Crack open the eggs and beat well with a whisk.
Add in the French Vanilla ½ & ½ and mix well.
Add spices and mix until well blended. (You will need to occasionally remix because the spices will settle.)
Using a flat skillet or griddle pan, preheat on medium to medium-high.
Butter the pan as needed to prevent sticking.
Once butter is melted, take one slice at a time and dip into the freshly mixed batter for 2-3 seconds on each side. Allow excess to drip off and place in the pan.
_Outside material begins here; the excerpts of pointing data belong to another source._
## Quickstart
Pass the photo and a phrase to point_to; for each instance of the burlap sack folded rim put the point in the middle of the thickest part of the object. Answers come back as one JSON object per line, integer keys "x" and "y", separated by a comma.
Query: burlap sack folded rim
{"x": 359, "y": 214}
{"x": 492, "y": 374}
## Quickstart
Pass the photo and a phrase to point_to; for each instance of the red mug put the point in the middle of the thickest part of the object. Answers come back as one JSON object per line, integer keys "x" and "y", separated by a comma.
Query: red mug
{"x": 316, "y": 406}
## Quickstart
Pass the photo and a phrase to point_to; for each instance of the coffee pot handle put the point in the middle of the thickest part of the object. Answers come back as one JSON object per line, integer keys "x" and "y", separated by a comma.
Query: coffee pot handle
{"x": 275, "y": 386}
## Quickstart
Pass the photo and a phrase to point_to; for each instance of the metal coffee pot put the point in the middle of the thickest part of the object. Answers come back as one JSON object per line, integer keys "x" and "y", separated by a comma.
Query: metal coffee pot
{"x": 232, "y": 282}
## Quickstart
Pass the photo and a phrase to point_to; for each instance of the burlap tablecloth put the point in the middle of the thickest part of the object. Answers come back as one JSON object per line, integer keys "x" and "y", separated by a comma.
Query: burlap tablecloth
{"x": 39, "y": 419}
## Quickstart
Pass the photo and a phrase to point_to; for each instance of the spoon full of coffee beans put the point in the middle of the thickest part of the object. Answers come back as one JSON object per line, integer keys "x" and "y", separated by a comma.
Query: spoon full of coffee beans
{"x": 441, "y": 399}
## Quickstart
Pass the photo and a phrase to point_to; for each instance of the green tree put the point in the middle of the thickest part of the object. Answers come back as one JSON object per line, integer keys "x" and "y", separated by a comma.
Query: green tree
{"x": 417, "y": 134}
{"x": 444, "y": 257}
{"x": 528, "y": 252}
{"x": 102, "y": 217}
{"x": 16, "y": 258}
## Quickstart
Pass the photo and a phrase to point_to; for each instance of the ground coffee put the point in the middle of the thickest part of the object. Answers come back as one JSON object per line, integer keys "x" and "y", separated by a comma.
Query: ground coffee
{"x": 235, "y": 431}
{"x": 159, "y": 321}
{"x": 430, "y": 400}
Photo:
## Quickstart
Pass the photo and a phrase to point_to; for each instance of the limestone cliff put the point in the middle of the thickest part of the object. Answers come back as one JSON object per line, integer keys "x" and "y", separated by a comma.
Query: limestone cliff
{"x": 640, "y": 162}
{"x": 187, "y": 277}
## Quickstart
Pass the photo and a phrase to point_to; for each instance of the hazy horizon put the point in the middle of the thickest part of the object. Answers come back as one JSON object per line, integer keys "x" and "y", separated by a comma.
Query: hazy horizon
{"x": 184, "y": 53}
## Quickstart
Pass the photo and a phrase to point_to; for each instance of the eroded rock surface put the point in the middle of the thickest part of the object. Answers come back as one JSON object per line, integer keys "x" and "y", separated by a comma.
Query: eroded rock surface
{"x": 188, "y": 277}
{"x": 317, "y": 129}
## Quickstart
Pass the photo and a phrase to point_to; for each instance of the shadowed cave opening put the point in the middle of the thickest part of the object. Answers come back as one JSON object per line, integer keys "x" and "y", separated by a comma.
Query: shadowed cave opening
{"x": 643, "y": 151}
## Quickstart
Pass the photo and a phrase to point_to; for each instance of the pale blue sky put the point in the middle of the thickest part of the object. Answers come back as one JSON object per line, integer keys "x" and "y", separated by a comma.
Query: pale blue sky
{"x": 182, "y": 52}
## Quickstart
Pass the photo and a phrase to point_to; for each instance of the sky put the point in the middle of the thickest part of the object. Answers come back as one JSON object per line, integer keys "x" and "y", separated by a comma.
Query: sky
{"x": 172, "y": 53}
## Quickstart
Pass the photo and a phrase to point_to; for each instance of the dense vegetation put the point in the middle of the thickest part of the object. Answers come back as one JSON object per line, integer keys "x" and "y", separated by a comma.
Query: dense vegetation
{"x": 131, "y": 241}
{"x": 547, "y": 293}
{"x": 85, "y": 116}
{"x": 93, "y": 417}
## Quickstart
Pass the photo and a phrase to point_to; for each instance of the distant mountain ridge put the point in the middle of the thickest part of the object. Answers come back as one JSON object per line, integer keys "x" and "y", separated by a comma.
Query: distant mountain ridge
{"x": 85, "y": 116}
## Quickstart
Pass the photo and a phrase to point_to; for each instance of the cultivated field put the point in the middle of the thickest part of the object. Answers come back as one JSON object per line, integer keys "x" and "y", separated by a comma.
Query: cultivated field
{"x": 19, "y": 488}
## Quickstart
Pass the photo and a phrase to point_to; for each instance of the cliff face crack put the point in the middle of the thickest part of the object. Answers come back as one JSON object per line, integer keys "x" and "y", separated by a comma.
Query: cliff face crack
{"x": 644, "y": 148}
Place slices in the pan and fry for 2 ½ minutes or until nicely browned, flip & repeat.
If making some to freeze, can double the recipe and fry for about 30 seconds less or until golden brown. Let cool and wrap in wax paper, then place in freezer-save bags or containers and place in freezer. To reheat, remove from wax paper and place in toaster, toaster oven or on stove top with frying pan or griddle.